What is the best approach to pull “Delta” data int

2019-06-14 12:36发布

问题:

What is the best approach to load only the Delta into the analytics DB from a highly transactional DB?

Note: We have a highly transactional system and we are building an analytic database out of it. At present, we are wiping off all the fact and dimension tables from the analytics DB and loading the entire "processed" data at midnight. Problem with this approach is that, we are loading the same data again and again every time along with the few new data that got added/updated on that particular day. We need to load the "Delta" alone (rows which are inserted newly & the old rows which got updated). Any efficient way to do this?

回答1:

It is difficult to tell something without knowing the details e.g. the database schema, the database engine... However the most natural approach for me is to use timestamps. This solution assumes that entities (single record in a table, or group of related records) that are loaded/migrated from a transactional DB into an analytic one have a timestamp.

This timestamp says when given entity was created or updated the last time. While loading/migrating data you should take into account only these entities for each the timestamp > the date of the last migration. This approach has this advantage that is quite simple and does not require any specific tool. The question is if you already have timestamps in your DB.
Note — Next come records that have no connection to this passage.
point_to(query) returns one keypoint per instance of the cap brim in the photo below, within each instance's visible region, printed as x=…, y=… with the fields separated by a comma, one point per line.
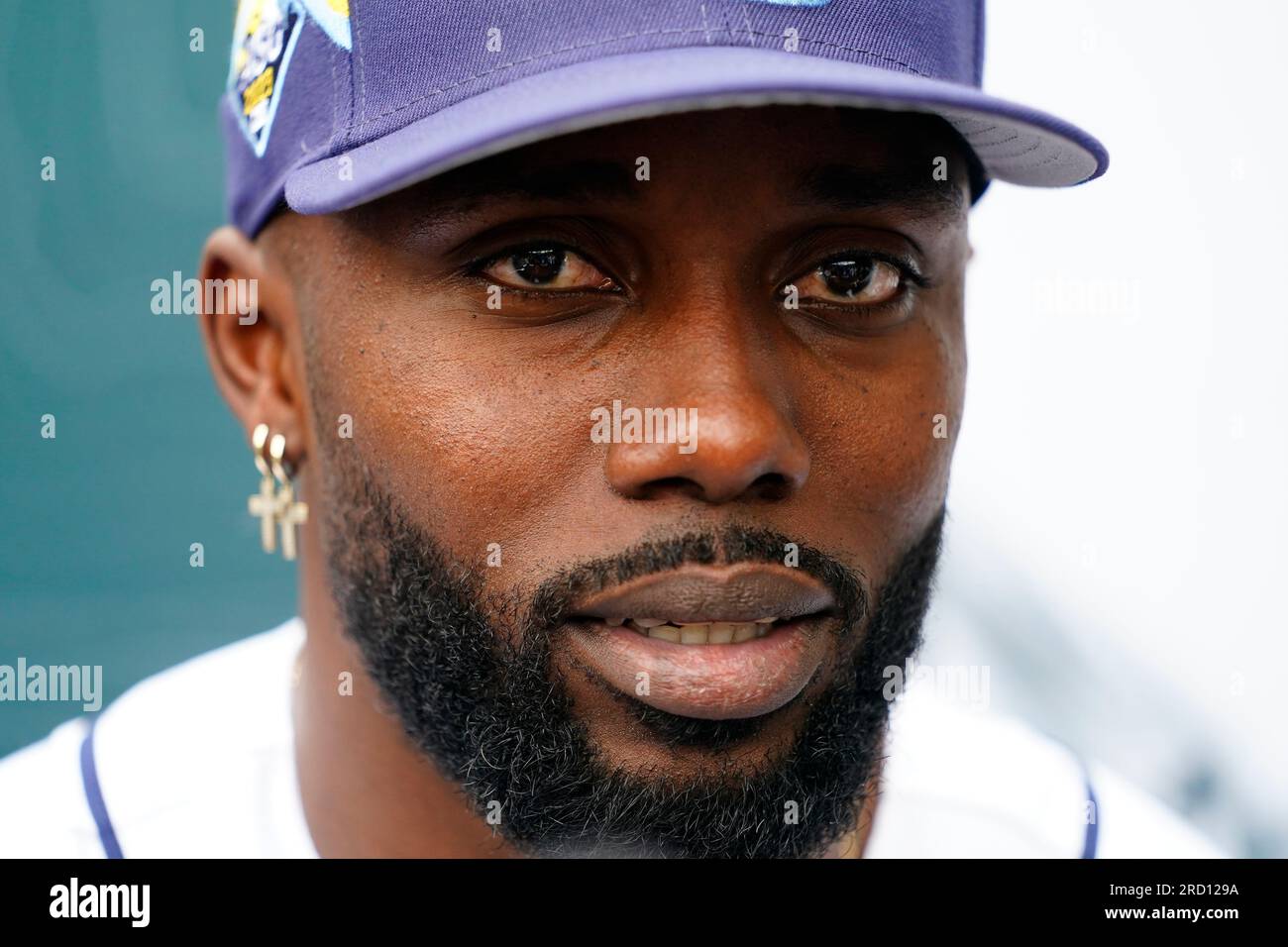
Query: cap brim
x=1013, y=142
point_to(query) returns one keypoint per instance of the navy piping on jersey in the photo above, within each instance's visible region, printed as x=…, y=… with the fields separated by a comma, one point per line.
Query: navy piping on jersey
x=94, y=796
x=1093, y=836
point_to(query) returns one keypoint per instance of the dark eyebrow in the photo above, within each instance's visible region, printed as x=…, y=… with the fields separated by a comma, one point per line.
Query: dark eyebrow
x=845, y=187
x=580, y=180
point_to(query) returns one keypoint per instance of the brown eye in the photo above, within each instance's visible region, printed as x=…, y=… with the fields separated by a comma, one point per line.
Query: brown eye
x=851, y=278
x=546, y=266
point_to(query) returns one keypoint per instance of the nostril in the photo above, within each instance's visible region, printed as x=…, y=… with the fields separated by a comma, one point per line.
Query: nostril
x=771, y=486
x=682, y=486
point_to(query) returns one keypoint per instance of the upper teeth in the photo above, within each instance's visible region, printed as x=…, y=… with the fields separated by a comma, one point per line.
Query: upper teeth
x=700, y=631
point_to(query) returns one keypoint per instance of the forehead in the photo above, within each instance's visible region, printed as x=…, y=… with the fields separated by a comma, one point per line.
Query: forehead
x=835, y=158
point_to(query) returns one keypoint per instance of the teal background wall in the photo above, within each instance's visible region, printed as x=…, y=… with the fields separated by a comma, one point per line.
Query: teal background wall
x=95, y=525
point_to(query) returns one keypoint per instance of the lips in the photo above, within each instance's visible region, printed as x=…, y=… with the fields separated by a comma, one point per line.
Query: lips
x=707, y=642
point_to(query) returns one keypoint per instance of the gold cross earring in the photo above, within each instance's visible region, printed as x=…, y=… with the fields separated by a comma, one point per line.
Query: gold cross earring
x=290, y=512
x=265, y=502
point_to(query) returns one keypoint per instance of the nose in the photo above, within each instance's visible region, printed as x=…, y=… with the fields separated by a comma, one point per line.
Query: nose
x=742, y=441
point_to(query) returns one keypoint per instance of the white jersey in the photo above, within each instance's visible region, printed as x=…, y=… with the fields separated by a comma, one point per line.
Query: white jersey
x=198, y=762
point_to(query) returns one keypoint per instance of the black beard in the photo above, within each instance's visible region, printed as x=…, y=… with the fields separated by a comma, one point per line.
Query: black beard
x=482, y=698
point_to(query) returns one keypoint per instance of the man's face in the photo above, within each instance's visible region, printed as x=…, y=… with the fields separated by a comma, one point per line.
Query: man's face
x=789, y=281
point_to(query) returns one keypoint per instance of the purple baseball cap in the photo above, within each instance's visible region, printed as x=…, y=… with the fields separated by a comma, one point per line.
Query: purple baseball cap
x=333, y=103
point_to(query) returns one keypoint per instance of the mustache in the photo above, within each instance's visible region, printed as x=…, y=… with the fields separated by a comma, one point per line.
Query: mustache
x=553, y=600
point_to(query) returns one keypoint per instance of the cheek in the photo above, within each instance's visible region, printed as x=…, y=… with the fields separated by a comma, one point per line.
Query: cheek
x=476, y=442
x=885, y=437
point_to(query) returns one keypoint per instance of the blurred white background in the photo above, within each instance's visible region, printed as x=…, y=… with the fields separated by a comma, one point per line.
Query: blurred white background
x=1119, y=513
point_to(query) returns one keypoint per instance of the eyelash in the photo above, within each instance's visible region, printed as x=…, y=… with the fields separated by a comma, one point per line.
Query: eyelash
x=476, y=266
x=909, y=270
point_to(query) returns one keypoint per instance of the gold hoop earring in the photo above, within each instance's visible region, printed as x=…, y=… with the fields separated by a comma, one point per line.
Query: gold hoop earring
x=274, y=505
x=290, y=512
x=265, y=502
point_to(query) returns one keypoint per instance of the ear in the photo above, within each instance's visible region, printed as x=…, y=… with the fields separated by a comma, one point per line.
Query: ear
x=249, y=322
Another approach might be to utilize some kind of change tracking mechanism. For example MMSQL server has something like that (see this article). However, I have to admit that I've never used it so I'm not sure if it is suitable in this case. If your database doesn't support change tracking, you can try to create it on your own based on triggers, but in general it is not easy thing to do.



回答2:

We need to load the "Delta" alone (rows which are inserted newly & the old rows which got updated). Any efficient way to do this?

You forgot rows that got deleted. And that is the crux of the problem. Having a updated_at field on every table and polling for rows with updated_at > @last_poll_time works, more or less, but polling like this does not give you a transaction ally consistent image because each table is polled at a different moment. Tracking deleted rows induces complications at app/data model layer, as rows have to be either logically deleted (is_deleted) or moved to an archive table (for each table!).

Another solution is to write triggers in the database, attach a trigger to each table, and have the trigger write into table_history the changes that occurred. Again, for each table. These solutions are notoriously difficult to maintain long term in presence of schema changes (columns added, modified, tables dropped etc etc)

But there are database specific solution that can help. For instance SQL Server has Change Tracking and Change Data Capture. These can be leveraged to build an ETL pipeline that maintains an analytical data warehouse. Database schema changes are still a pain, though.

There is no silver bullet, no pixie dust.